Note to self: drop out.

This is a plague for moms of every stripe.  Especially young moms with young kids (I think anyway, but who knows maybe it infects the moms with older kids too).

It’s as simple as seeing another child do well at something and, instead of rejoicing for them and moving on, we check to see how our child measures up and are either happy or disappointed at the result.

Or perhaps we see the deftness with which another mom disciplines her kids and we immediately begin to think of what we would have done and find that we fall very short.

So, I say it’s time to drop out of the competitive comparison rat race.  I’ve only dropped out a ga-zillion times before.  But somehow, without realizing it I find myself re-enlisted.

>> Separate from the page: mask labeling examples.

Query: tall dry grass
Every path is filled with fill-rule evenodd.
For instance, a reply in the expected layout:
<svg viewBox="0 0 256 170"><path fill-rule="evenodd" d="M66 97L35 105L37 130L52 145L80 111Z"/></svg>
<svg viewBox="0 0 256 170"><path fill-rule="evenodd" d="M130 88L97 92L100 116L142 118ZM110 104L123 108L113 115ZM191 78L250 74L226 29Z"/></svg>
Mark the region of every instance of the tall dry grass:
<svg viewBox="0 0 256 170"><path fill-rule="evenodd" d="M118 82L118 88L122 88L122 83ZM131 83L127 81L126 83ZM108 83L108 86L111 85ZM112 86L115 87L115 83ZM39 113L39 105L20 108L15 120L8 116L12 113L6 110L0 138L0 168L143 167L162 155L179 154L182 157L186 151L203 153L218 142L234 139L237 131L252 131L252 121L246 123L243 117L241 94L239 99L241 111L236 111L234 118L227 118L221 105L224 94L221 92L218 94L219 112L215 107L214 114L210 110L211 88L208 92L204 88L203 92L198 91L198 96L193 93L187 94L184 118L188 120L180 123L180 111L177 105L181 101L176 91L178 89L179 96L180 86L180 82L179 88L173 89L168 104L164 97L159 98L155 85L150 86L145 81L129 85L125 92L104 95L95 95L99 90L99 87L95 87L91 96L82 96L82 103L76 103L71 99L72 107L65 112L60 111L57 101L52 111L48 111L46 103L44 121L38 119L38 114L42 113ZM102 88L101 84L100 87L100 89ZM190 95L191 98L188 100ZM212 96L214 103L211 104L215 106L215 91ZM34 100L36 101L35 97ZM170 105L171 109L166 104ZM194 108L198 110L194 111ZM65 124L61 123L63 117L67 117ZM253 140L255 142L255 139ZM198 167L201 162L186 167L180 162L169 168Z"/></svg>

I need to love my kids more by not basing their success on the observation of other individuals who are very different from them in every respect.  Instead  I should focus on who God has made my children to be and expect growth, not perfection.

The same goes for myself.  Concentrate on growth in who God has made me to be.  Cling to Jesus’ sufficiency.

And the dirty little secret is that when we base our children’s success or worth on a standard outside the Bible, such as the measure of other children, we are not loving our kids, we are using them to fulfill our own need and desire for happiness in them through their good behavior or achievement.  We are observing what we think will bring us happiness in the behavior or achievement of other people’s children and applying it to our own kids.

The Bible tells us our children are valuable because God made them.  They are gifts to us.

Plus, the standard of “other people’s children” or the way “other parent’s parent” will never be a high enough standard.  We will be selling ourselves short of the biblical mandates that are the BEST for us and come with the power of Christ working in us to help us in our weaknesses!

I will make a disclaimer here, however, that not all comparisons are bad.  Only the bad ones are bad.  The ones that make you upset with who God has made you and your children to be.  The ones that stir up discontentment and produce smugness or condemnation or apathy.

There is a type of comparison that stirs us up to love and good deeds, that inspires, strengthens and convicts.  I know this kind of comparison because it happens when we are surrounded by people who want the best for us and our kids and who we experience unconditional love with and for.

This good “comparing,” or observing, models for us Biblical commandment-keeping in action.

It happens when I see the families in our small group lovingly parent their kids towards Christ and obedience and I’m inspired and grow in my love for God and for my kids.  Or when I see another mom, humble and lowly, not using her kids to show-off (Lord forgive me for the times I’ve done this), simply nurturing them in the instruction of the Lord.

Comparisons are complicated.  If we’re engaged in them in order to make ourselves feel good about ourselves, the opposite will eventually happen; we’ll feel deficient and we’ll see our children as deficient (and if we don’t smugness and ugliness will overtake us).  But if we look at what godly brothers and sisters do with an attitude of humility, love and learning, we will learn and grow and love.

So, yep, I’m a drop-out.  But just of that bad, competitive kind of comparing.  The other kind I’ll keep: it’s valuable stuff!